O cinema mais fresco está na secção Novíssimos

The future of Portuguese cinema will be screened in the Brand New Shorts 1 and Brand New Shorts 2 programmes, with four films each, which will be shown at the Cinema São Jorge, on April 29th and 30th – Friday and Saturday – at 19h and 18h. Every year the Brand New section focuses on giving visibility to filmmakers who are currently taking their first steps. Portugal continues to produce new cinematic voices we wish to defend, support and show off.

The first Brand New programme (on the 29th, Friday at 19h) includes the films Hora di Bai by Bruno Leal, Non-Time by Francisco, I’d rather not  say by Pedro Augusto Almeida and Vigília by Ana Mariz.

Hora di Bai focuses on a segregated minority awaiting the destruction of their neighbourhood with fear and anticipation. Non-Time proposes a reinterpretation of Marc Augé’s concept, proposing a space which is one of solitude and similarity at the same time. I’d rather not say is composed of routine fragments of those who live in an isolated space which labels and conditions life’s options. Finally, Vigília follows a Timorese seminarian’s integration into Portuguese language and culture.
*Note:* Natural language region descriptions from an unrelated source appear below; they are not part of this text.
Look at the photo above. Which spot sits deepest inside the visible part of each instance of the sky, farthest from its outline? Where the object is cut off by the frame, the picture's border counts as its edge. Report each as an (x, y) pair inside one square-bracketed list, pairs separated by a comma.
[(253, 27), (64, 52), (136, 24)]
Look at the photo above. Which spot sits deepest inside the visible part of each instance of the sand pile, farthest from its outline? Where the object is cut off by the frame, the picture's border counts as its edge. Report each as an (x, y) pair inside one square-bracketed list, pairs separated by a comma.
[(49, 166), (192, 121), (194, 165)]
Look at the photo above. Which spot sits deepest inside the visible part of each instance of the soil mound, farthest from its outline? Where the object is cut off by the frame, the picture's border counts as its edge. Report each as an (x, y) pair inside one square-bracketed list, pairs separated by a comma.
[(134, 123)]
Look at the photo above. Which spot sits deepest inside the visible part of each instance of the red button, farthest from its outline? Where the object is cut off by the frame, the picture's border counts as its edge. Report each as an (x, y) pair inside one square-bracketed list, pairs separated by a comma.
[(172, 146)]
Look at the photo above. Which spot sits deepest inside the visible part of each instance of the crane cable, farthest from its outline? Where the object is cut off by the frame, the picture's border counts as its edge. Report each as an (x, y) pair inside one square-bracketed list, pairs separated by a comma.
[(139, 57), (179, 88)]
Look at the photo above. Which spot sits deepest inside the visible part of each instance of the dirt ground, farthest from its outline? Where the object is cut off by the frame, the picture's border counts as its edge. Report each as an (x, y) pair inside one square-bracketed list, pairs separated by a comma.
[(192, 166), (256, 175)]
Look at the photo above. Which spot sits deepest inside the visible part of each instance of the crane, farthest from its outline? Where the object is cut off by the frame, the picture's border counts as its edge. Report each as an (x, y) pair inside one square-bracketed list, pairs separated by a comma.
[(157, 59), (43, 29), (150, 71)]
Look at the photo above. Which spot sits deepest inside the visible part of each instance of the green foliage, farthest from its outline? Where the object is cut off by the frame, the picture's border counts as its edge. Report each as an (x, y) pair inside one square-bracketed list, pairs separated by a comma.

The second Brand New program (30th, Saturday at 6 p.m.) includes Maxamba by Suzanne Barnard, My Youth by Rita Quelhas, Borda d’Água by John Viegas and Jean-Claude by Jorge Vaz Gomes.

Maxamba is a living archive of the history and memory of the residents of Quinta da Vitoria, a neighbourhood about to be pulled down, which focuses on the daily life of an elderly couple who are descendants of an Indian family that emigrated from Mozambique to Lisbon in the 1970s. In My Youth, in another time, somewhere in the 1960s in Portugal, we find ourselves in the bedroom of a 16-year-old teenager and her one-year old son crawling on the carpeted floor. Borda d’Água focuses on an old couple and how they maintain the art of traditional fishing in the river Tagus. Jean-Claude is a film made from photographs of the 1930s discovered in a street fair, images leading the director to the story of a family set in the 1930s, the years of an uneasy peace before the Second World War.